Initial parameter and proportion estimates can be obtained by:

  • Graphical methods (histograms, density plots),
  • Clustering (e.g., k-means).

Once observations are tentatively assigned to components, estimating each component’s parameters is straightforward.

However:

  • This ignores uncertainty in $z$,
  • Tends to overestimate differences between components.

Crude $z$ estimates can be useful as starting values, but not for final inference.


9.2 EM Algorithm and Variational Bayes

It is not meaningful to find the joint mode of $(\theta, \lambda, z)$ in mixtures because of label switching and multimodality.

Instead, we use EM to approximate posterior modes / MLE of $(\theta, \lambda)$ while averaging over $z$.

EM structure:

  • E-step:
    Compute expected sufficient statistics for the complete-data model $(y, z)$, using the log of (22.2) and current parameter guesses.
    Often this boils down to computing expected indicators: E[zihy,θ,λ].\mathbb{E}[z_{ih} \mid y, \theta, \lambda].
  • M-step:
    Update $(\theta, \lambda)$ given these expectations.

This also applies to continuous mixtures, where latent continuous mixture variables take the place of $z$.

In practice:

  • There can be multiple modes, so we must find all major modes and compare them.
  • Use many starting points (e.g., 50–100), obtained by:
    • Adding randomness to crude estimates,
    • Simplifying the model (e.g., remove random effects) and then upscaling.

Variational Bayes:

  • Uses similar structure but optimizes a lower bound on the marginal likelihood.
  • Produces approximate marginal posteriors for parameters, again integrating out $z$.

9.3 Gibbs Sampling

For full Bayesian inference, we can use a Gibbs sampler.

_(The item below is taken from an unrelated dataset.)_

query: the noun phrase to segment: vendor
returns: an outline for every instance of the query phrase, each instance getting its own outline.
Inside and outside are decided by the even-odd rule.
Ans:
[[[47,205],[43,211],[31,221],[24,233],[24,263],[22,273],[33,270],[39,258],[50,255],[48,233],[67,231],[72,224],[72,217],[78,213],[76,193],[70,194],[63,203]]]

Starting values can be taken from:

  • Importance resampling from an approximation to the posterior, e.g., a mixture of $t_4$ distributions placed at EM modes.

Gibbs steps:

  1. Sample indicators $z$ given $(\theta, \lambda, y)$
    • In finite mixtures, this is straightforward: p(zi=hyi,θ,λ)λhf(yiθh).p(z_i = h \mid y_i, \theta, \lambda) \propto \lambda_h f(y_i \mid \theta_h).
    • These are multinomial or categorical draws.
  2. Sample parameters $(\theta, \lambda)$ given $z$ and $y$
    • Given $z$, the model becomes a collection of standard parametric models (possibly hierarchical).
    • Conjugate priors make sampling easy (e.g., normal–inverse-gamma for normal components, Dirichlet for $\lambda$).

Issues that can surface during Gibbs simulation:

  • Improper prior problems:
    • Chains may collapse into zero-variance modes and never escape.
  • Identifiability (label-switching):
    • Chains might not appear to converge because they wander among label permutations.

These problems often reveal modeling issues that must be addressed.


10. Posterior Inference and Model Checking

Once the Gibbs sampler has approximately converged:

  • Posterior inferences on $(\theta, \lambda)$ are obtained by marginalizing over $z$ (i.e., ignoring the sampled $z$ and summarizing $\theta, \lambda$).
  • Posterior on $z$ gives:
    • Probabilities for component membership of each observation,
    • Useful for soft clustering or subpopulation assignment probabilities.

Model fit:

  • Assessed using posterior predictive checks:
    • Simulate replicated data from the fitted model,
    • Compare summary statistics or discrepancy measures to observed data.

Robustness:

  • If robustness is a concern, evaluate sensitivity to the assumed parametric family $f$ using tools.